Message Boards Message Boards

GROUPS:

Live Coding Sessions from Andreas Lauschke

Posted 2 months ago
1582 Views
|
14 Replies
|
20 Total Likes
|

This is the section for the Andreas Lauschke Live Coding Sessions. I will update this section after every live coding session with new material.

You can always watch the live stream at the Wolfram Section of TwitchTV.

First session, Apr 26, 2019, 5pm EDT, Operator Notation with Application

The .nb for the session is the attachment PDS001.nb. The homework questions are in the attached file PDS001-homework-questions.nb

Second session, May 2, 2019, 5pm EDT, Introduction to Association and Dataset, part 1.

The .nb for the session is the attachment AssocDataset002.nb. The homework questions are in the attached file AssocDataset002-homework.nb. The election data is in the file 2016 US Presidential Election Results by County.csv.

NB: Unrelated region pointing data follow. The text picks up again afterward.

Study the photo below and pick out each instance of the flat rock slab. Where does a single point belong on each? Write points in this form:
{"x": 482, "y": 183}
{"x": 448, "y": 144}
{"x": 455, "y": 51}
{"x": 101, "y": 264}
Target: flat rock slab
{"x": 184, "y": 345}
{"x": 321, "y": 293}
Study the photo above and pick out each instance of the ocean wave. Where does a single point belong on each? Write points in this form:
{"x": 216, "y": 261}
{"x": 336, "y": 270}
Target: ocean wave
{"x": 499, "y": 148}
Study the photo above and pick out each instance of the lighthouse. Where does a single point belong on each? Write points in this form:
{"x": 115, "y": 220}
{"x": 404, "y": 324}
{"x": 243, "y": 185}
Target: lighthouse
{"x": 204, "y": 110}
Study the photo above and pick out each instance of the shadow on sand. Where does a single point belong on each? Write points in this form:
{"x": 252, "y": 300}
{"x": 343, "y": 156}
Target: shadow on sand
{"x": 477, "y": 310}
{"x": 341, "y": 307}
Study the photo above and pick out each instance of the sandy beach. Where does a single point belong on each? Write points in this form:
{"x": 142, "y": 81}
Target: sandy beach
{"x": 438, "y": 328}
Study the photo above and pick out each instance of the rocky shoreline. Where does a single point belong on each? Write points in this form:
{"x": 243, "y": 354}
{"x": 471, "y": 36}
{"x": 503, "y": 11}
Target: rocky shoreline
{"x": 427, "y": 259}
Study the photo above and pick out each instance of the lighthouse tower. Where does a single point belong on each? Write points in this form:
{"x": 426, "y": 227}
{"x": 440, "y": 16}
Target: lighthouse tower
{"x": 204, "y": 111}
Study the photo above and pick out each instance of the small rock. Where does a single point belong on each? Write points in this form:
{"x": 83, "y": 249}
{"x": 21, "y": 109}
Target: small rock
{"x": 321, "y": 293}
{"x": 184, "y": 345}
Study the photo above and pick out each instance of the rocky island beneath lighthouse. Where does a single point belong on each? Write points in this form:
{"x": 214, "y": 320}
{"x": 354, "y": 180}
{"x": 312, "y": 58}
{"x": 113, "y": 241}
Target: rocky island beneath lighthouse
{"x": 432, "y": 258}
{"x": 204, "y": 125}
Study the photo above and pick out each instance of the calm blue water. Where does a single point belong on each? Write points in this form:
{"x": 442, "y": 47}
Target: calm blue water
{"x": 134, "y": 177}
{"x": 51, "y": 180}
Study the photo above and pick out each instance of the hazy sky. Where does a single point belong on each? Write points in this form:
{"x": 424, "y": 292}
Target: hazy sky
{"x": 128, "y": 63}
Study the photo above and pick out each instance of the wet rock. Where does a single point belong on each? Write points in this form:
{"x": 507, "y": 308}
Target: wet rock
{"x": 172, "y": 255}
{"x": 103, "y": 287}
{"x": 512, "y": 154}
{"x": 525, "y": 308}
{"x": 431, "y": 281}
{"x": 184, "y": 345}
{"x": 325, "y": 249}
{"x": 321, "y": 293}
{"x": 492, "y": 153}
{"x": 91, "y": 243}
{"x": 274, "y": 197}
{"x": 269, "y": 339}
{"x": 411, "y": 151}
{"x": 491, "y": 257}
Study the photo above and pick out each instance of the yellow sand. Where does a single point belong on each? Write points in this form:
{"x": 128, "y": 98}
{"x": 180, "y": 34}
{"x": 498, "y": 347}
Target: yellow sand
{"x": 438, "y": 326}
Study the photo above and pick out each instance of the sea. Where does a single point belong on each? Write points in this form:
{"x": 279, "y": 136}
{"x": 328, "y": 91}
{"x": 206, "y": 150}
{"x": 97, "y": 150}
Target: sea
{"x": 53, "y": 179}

Third session, May 21, 2019, 5pm EDT, Introduction to Association and Dataset, part 2

The .nb for the session is the attachment AssocDataset003.nb.

Fourth session, June 4, 2019, 5pm EDT, Introduction to Association and Dataset, part 3

The .nb for the session is the attachment AssocDataset004.nb.

Fifth session, June 18, 2019, 4pm EDT, Dataset, Query, and Web Scraping of Free Data

The .nb for the session is the attachment DatasetQueryWebScraping005.nb.

14 Replies

Looking forward to the 2nd live-coding session

Thank you, I enjoyed your session and am looking forward to the next one.

I only just tripped across your first presentation. Great, great stuff. Operators, associations and datasets have been awkward material for me, as I am "hardwired" to lists and traditional functional programming. Please continue at the level and pace you have set in the first presentation.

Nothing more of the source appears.